Поскольку правота графа была столь очевидна, что оспаривать ее не имело смысла, дискуссия оборвалась, сменившись новым, еще более оглушительным взрывом криков и угроз. Крики были истошными, угрозы – ужасающими, но граф отвечал на них со всей возможной учтивостью:
– Господа горожане, сделайте милость, разрядите свои мушкеты. Какой-нибудь из них может случайно выстрелить, а если кто-то из моих кавалеристов будет ранен, мы в ответ уложим человек двести, что весьма бы нас опечалило, а вас тем паче. Ведь ни в ваши, ни в мои намерения это не входит.
– Если вы это сделаете, – завопили буржуа, – мы тоже вас перестреляем!
– Да, но если вы откроете огонь и убьете нас всех от первого до последнего, то и убитые нами не станут менее мертвыми.

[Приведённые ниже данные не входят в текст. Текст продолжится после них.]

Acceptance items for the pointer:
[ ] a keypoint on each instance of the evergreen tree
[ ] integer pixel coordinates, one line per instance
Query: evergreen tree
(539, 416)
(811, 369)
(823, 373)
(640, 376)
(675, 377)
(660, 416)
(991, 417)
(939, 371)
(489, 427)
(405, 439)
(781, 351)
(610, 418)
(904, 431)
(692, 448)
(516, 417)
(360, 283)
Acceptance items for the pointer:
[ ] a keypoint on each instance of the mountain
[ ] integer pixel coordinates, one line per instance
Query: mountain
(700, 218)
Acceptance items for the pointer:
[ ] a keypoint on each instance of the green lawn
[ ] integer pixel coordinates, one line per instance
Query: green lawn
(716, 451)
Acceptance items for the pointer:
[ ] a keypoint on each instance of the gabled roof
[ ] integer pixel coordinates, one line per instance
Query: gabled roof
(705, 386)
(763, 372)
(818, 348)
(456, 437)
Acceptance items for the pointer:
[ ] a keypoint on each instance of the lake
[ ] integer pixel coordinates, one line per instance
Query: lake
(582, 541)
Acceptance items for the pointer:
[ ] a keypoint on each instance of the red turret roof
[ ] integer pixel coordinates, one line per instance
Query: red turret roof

– Так уступите, дайте нам дорогу, это с вашей стороны будет добрый гражданский поступок!
– Я не гражданин, – возразил де Тилли, – я офицер, а это большая разница. К тому же я не голландец, а француз, и эта разница еще более ощутима. Я подчиняюсь только властям, которые мне платят. Принесите от них приказ уйти с площади, и я в тот же миг скомандую «Кругом, марш!», так как мне самому все это изрядно наскучило.

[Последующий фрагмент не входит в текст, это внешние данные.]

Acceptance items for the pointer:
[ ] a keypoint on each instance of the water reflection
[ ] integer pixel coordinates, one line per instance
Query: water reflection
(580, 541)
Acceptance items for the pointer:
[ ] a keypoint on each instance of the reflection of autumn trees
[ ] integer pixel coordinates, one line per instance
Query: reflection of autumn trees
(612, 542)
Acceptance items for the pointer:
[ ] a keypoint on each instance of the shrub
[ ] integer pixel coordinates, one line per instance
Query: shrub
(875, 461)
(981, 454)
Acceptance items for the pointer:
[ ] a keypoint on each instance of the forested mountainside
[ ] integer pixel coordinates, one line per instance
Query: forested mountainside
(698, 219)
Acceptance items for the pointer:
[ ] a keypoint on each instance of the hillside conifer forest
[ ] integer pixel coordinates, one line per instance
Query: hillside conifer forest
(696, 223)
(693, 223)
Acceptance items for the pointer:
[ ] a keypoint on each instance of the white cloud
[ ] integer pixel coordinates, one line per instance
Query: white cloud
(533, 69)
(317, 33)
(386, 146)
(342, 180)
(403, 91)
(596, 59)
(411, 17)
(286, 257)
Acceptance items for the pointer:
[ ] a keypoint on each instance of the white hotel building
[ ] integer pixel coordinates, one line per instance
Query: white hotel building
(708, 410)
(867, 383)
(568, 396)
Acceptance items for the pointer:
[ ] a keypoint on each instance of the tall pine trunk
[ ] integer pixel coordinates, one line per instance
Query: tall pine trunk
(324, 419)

– Да! Да! – закричали разом сто глоток, и тотчас еще пятьсот голосов подхватили: – Да! Пойдем к ратуше! Доберемся до депутатов! Идемте же, скорее!
– Так-то лучше, – буркнул де Тилли, глядя, как самые яростные торопливо удаляются. – Ступайте со своим подлым требованием в ратушу, увидите, как вас там встретят. Идите, голубчики мои, поспешайте.
Достойный офицер так же полагался на честь мужей совета, как и они в свою очередь рассчитывали на его честь солдата.
– Капитан, – шепнул ему на ухо его лейтенант, – пусть депутаты откажут этим бесноватым в их просьбе, но передайте им, чтобы нам выслали подкрепление. Мне сдается, оно нам не помешает.
Между тем Ян де Витт, с которым мы расстались, когда он, потолковав с тюремщиком Грифиусом и его дочкой Розой и поднявшись по каменной лестнице, подошел к двери, за которой, растянувшись на тюфяке, лежал его брат Корнелис, как мы уже говорили, подвергнутый предварительной пытке.
Ныне, когда вердикт – изгнание – был вынесен, применение чрезвычайной пытки стало ненужным. Корнелис с раздробленными запястьями, с переломанными пальцами, не признавшийся в преступлении, которого не совершал, вытянулся на своем ложе. После трехдневных мучений он наконец мог перевести дух, узнав, что судьи, от которых он ожидал смерти, соблаговолили приговорить его к изгнанию.